The article, published in ABC’s HerbalEGram online newsletter, was authored by Mathias Schmidt, PhD, a pharmacist with intimate knowledge of kava (Piper methysticum) and the German market. Botanical ingredients are regulated differently there than they are in the United States, as they are classified as herbal drugs. Hence, the questions surrounding the way in which kava was first banned there and the subsequent decision to lift the ban differ from how such an action would proceed in the US.
Liver injury reports
The nitty gritty details: Almost 12 years ago kava was banned in the German market after a series of liver injury adverse event reports. On June 11 of this year, the German Administrative Court in the city of Cologne reversed that decision, saying there was not enough evidence to ban products containing kava. The administrative body that first banned the botanical, the Federal Institute for Drugs and Medical Devices (Bundesinsitut für Arzneimittel und Medizinprodukte, BfArM), has appealed the decision, so it may be several years yet before the legal issue is finally put to rest.

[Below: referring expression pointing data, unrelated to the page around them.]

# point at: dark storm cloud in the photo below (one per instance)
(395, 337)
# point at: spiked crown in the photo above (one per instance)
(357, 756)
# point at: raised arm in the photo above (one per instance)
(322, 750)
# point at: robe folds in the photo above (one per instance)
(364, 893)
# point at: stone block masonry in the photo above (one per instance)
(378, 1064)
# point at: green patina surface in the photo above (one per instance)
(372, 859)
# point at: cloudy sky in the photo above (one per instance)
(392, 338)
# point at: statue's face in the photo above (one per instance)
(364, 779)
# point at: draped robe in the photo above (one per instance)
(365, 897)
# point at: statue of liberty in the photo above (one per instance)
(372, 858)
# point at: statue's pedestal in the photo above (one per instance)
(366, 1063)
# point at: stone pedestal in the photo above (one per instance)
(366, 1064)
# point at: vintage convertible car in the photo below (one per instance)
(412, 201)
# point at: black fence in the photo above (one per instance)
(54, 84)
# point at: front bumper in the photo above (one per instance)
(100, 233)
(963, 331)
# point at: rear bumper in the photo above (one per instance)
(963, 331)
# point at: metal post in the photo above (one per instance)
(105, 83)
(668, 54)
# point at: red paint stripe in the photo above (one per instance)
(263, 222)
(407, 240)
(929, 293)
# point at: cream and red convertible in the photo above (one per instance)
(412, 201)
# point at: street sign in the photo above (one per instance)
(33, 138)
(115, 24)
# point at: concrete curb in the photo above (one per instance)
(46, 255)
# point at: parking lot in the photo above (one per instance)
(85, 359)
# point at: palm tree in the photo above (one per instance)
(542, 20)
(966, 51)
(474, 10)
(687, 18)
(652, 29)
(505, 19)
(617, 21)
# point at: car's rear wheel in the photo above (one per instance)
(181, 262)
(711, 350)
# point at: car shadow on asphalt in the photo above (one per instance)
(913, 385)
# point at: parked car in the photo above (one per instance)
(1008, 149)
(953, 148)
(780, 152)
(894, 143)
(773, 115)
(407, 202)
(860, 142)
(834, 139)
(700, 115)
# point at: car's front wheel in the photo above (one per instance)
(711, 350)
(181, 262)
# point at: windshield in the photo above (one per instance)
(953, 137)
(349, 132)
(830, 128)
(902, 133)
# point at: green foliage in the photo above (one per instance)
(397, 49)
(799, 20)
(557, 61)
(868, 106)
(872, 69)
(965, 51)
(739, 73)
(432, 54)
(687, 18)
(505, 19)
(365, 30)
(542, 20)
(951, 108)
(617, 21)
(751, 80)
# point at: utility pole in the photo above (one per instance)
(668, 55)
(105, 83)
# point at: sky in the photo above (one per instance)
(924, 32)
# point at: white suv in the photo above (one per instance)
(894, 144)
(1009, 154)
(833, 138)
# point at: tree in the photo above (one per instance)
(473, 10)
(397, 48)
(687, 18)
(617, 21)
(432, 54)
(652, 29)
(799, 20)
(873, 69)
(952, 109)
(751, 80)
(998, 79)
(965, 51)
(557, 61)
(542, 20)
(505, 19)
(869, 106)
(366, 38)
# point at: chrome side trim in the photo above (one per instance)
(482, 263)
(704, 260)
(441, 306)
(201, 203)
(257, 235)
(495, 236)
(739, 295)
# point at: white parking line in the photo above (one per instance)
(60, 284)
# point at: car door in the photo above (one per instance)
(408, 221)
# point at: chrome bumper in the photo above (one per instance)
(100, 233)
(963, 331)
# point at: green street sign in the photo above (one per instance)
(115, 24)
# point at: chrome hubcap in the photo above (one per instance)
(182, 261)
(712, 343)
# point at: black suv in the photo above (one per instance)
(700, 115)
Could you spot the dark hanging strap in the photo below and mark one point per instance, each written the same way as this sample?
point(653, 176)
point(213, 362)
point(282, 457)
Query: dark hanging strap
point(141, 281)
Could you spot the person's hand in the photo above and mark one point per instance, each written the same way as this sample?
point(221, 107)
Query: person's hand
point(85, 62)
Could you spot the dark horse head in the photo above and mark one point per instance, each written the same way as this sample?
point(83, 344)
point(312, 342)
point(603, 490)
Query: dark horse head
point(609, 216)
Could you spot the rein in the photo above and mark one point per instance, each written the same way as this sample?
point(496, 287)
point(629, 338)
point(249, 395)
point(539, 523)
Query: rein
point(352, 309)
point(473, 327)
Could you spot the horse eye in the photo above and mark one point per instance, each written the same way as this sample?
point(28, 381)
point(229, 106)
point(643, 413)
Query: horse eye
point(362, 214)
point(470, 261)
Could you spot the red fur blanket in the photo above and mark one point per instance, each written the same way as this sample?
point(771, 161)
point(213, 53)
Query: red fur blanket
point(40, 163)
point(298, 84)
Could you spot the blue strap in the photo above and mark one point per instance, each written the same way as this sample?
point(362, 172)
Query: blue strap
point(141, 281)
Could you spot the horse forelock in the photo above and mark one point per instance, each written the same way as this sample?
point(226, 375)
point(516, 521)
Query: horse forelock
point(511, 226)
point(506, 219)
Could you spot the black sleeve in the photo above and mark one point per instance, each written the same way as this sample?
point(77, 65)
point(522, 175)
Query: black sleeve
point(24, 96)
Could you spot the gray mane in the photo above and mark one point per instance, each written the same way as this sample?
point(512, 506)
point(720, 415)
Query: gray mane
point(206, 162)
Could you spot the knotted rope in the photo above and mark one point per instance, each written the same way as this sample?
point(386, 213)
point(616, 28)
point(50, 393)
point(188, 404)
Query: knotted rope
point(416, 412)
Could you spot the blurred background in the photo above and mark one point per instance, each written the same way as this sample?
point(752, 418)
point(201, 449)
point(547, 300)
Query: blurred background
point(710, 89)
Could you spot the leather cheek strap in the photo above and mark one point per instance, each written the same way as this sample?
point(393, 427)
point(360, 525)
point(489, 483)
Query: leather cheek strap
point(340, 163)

According to Schmidt, the ban was actually a withdrawal of marketing authorizations for medicinal products containing kava extracts. Kava as an ingredient has been shown to have calming properties, and in Germany had often been used as a alternative to benzodiazepines, a family of anti-anxiety drugs. The case features a complex regulatory history with BfArM changing in midstream some of the data requirements to prove safety and efficacy.
The initial ban rested on a small number of adverse events that connected kava use to liver injury. There were 26 cases of liver damage referred to in the original ban, but after closer investigation, only three could be definitely linked to ingestion of a kava containing product. Manufacturers of the products claimed in their appeal to the court that this represented a vanishing level of risk, when ranged against the approximately 450 million yearly doses of the product consumed in Germany prior to the ban in 2002.
“There certainly were questions about the safety, but the response was disproportionate to the risk,” said Kingston. “It seemed as if the decision to ban kava was politically driven on a number of fronts.”
Kingston said the German kava case points out once again the difficulty of evaluating adverse events reports in connection to herbal products. Formulations differ in the amount of actives they contain as well as in other ingredients, and patients have individual histories. Better data collection could aid both regulators and manufacturers, he said.
“The risk presented by the use of kava products is generally very low, but even kava proponents admit that it is not zero,” Kingston said. “Our challenge is to monitor for any new alleged cases of kava-associated liver damage and make sure they are properly documented, investigated and medically vetted. Additionally, if a case is identified, analysis and characterization of the kava will be important. Thus a robust post market surveillance effort should be put in place in those markets where it will be sold. This is especially true in the US where kava will likely also see resurgence due to the German news. Since kava products in the US are taken at consumer discretion, companies should prepare to conduct their own safety surveillance to confirm the safety of their products.
“Another aspect that hasn’t been brought up is that researchers at the University of Minnesota may have identified a mechanism for those rare instances of adverse liver effects, and they may also have identified how those rare adverse liver effects can be further reduced or eliminated with new kava formulations,” Kingston said.
Poised for greatness?
Kingston said that he believes that the German ban (and a subsequent ban on kava in the UK) has had a chilling effect on the US market, where kava-containing products can legally be sold, even though FDA put out a consumer advisory on kava in 2002. Kingston said he believes that kava is poised for super-stardom in the herbal market, not only for its anxiety-relieving properties but also because of promising cancer research conducted by his colleague Chengguo Xing, PhD.
“I think this is really good news for those individuals looking for an overall low risk product in the (anxiety) category, especially as compared to alternative drug products in the market,” he said.